Randomized clinical trials are typically the gold standard when determining the safety and efficacy of an investigational drug; however, clinical trials can have significant flaws.
Clinical trials do not always account for real-world situations, which can cause certain side effects to remain hidden at the time of approval. Additionally, the sample size of some clinical trials can be too small or may not include patients who are taking other drugs or who have comorbidities. First-in-class drugs may also not have a comparator drug, which can lead to inaccurate results.
A new research construct published by Epidemiology may offer improvements to drug design that may not be accounted for using current methods.
For the new trend-in-trend study design, investigators monitor changes in frequency of outcomes related to drug exposure in groups that initiate the drug at different rates. The authors believe that this method could be used to explore newly approved drugs or those with a growing or decreasing population taking it.
This new method may be welcomed, as the FDA is approving drugs faster than ever before, specifically medications granted priority review. Since the FDA is quickly approving drugs, it is likely that many will have safety issues at approval. In fact, one-fifth of drugs approved receive a black box warning, and 4% are removed from the market due to safety concerns.
In the study, the authors use the experimental method to examine the painkiller rofecoxib (Vioxx). They investigators were able to reproduce the known link between rofecoxib and heart attack using the novel approach, according to the study.

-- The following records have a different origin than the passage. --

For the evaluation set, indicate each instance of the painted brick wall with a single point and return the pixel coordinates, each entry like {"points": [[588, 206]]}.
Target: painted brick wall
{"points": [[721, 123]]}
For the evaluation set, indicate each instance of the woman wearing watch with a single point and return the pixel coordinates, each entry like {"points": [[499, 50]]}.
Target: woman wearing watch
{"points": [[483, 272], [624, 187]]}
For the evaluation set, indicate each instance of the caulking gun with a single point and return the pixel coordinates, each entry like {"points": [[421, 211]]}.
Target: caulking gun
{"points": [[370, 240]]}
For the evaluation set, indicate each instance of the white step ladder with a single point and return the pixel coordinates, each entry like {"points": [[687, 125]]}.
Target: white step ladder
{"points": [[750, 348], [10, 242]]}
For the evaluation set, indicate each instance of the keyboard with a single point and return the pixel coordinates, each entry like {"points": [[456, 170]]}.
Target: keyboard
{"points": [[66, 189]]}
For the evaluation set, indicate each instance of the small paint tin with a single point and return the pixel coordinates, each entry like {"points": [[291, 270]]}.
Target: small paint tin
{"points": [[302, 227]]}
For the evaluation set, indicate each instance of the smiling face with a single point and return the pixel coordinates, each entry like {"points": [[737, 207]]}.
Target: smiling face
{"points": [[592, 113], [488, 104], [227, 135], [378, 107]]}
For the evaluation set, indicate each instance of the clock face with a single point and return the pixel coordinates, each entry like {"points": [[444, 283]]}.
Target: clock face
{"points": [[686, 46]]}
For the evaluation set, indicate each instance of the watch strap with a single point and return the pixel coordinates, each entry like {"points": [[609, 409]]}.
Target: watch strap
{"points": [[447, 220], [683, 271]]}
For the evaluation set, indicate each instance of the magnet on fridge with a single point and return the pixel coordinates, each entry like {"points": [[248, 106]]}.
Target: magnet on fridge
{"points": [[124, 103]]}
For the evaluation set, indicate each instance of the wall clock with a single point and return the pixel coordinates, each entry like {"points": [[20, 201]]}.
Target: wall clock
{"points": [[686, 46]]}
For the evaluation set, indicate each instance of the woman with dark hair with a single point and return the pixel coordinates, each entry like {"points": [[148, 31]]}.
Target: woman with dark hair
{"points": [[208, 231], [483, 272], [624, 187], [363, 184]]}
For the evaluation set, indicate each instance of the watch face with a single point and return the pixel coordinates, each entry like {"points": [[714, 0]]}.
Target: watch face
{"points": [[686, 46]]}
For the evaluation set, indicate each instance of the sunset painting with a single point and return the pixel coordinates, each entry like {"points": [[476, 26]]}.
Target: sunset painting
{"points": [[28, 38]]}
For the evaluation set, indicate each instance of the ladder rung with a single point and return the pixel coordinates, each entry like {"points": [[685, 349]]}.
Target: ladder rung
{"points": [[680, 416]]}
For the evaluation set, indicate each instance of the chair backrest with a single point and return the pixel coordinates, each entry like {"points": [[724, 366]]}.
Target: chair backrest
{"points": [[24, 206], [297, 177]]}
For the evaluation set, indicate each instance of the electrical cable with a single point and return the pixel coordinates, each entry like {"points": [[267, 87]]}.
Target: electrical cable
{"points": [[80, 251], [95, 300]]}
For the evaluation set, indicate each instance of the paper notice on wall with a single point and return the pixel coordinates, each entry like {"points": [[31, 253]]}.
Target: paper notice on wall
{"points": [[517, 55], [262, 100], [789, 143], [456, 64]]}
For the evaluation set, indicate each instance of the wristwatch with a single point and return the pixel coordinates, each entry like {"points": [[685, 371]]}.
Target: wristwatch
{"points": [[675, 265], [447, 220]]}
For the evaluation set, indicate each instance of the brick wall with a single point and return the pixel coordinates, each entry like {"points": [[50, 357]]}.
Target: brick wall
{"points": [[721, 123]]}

When the drug was first approved, there was a large uptake; however, the drug was quickly abandoned when safety concerns were discovered. The authors wrote that this cycle makes rofecoxib an ideal drug to explore the efficacy of the model.
The investigators also said the trend-in-trend model can be used to look into popular drugs that have yet to be examined, according to the study.
“Epidemiologic studies can get the wrong answer if there are differences between people who take the drug and people who don’t take the drug,” said senior author Sean Hennessy, PharmD, PhD. “This kind of study is immune to that bias, because it’s not comparing users to non-users, it’s looking at trends in the frequency of outcome as a function of trends in the frequency of exposure. Even when there are unmeasured factors that are different between groups and those factors affect the outcome — this study will give the correct answer.”
The authors will next look at any cardiac risks linked to testosterone supplements since they became extremely popular and then unpopular. This would allow investigators to determine the cardiovascular effects of testosterone, which are currently unknown due to a limited number of clinical trials, the study concluded.